Pierre-Laurent Aimard, Queen Elizabeth Hall, London, review: An extraordinary performance of Ligeti's Etudes
The pianist never misses a beat over a cycle of 18 etudes that stretch the human limits of playing

György Ligeti’s piano études stretched the limits of what it was thought technically possible for a human – as opposed to a machine – to play. Yet the spur for their creation was his own inadequate piano technique.
He drew a parallel with Cezanne’s trouble with perspective: the apples and pears in the painter’s still-lifes seemed perpetually on the point of rolling away, and his table-cloths had the rigidly of plaster models. “But what wonders Cezanne accomplished with his harmonies of colour,” Ligeti wrote, “with his emotionally-charged geometry, with his curves, volumes, and weight-displacements! That’s what I would like to achieve: the transformation of inadequacy into professionalism.”
Pierre-Laurent Aimard is one of the very few pianists who can satisfactorily deliver these works – indeed, some of them were composed with him in mind – so to hear him play 18 of them live was a rare bonus.
Ligeti asserted that these compositions were neither tonal nor atonal, neither avant-garde nor traditional, and in no way postmodern. They proceeded from a very simple core idea, and led from simplicity to great complexity: “They behave like growing organisms,” he said.
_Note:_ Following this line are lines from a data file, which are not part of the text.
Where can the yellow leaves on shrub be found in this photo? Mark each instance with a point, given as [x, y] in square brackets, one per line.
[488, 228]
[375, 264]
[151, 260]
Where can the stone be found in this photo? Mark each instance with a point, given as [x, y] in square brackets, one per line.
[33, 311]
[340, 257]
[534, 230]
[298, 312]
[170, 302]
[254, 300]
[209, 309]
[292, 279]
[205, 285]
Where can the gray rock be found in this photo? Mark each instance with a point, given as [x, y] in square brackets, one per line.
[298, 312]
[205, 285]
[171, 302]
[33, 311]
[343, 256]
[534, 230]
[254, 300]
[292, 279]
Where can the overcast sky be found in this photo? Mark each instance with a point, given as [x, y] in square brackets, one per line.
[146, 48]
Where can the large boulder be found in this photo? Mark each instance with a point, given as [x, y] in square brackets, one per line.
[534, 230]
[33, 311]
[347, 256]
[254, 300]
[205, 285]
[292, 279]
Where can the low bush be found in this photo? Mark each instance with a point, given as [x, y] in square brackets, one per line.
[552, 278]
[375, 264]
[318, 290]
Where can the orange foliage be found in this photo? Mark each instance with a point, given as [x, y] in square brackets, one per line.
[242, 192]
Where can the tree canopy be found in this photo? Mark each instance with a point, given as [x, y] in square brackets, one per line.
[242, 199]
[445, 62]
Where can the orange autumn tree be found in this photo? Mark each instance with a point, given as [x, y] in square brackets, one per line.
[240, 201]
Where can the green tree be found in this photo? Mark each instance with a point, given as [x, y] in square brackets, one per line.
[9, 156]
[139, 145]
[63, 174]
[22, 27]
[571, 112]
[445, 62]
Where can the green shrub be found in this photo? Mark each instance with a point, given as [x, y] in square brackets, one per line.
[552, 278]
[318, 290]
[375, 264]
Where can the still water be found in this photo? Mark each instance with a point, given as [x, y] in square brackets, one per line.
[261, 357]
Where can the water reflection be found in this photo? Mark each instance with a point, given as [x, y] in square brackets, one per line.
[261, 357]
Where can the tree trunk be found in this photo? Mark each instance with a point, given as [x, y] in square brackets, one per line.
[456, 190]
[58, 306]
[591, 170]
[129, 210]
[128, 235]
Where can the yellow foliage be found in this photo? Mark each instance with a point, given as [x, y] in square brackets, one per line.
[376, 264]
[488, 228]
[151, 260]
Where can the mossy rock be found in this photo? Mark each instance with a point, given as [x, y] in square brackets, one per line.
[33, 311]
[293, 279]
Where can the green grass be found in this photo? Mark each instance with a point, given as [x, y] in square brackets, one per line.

I once asked Aimard how he approached these dense clouds of notes. “You have to use controls quite different from the traditional ones you use for the voices of a Bach fugue,” he replied. Were those controls in the brain, or the fingers? “They are both in the brain and in the physical contact. You have to find a synthesis.” But when he played, did he watch the score, or his fingers? “It depends on the étude – with some pieces I keep a very careful eye on the score.”
All of which made the sudden slide into a heap of the loose pages his assistant was turning for him at the QEH – negotiated without missing a beat – all the more remarkable. This was an extraordinary – and extraordinarily fast – performance.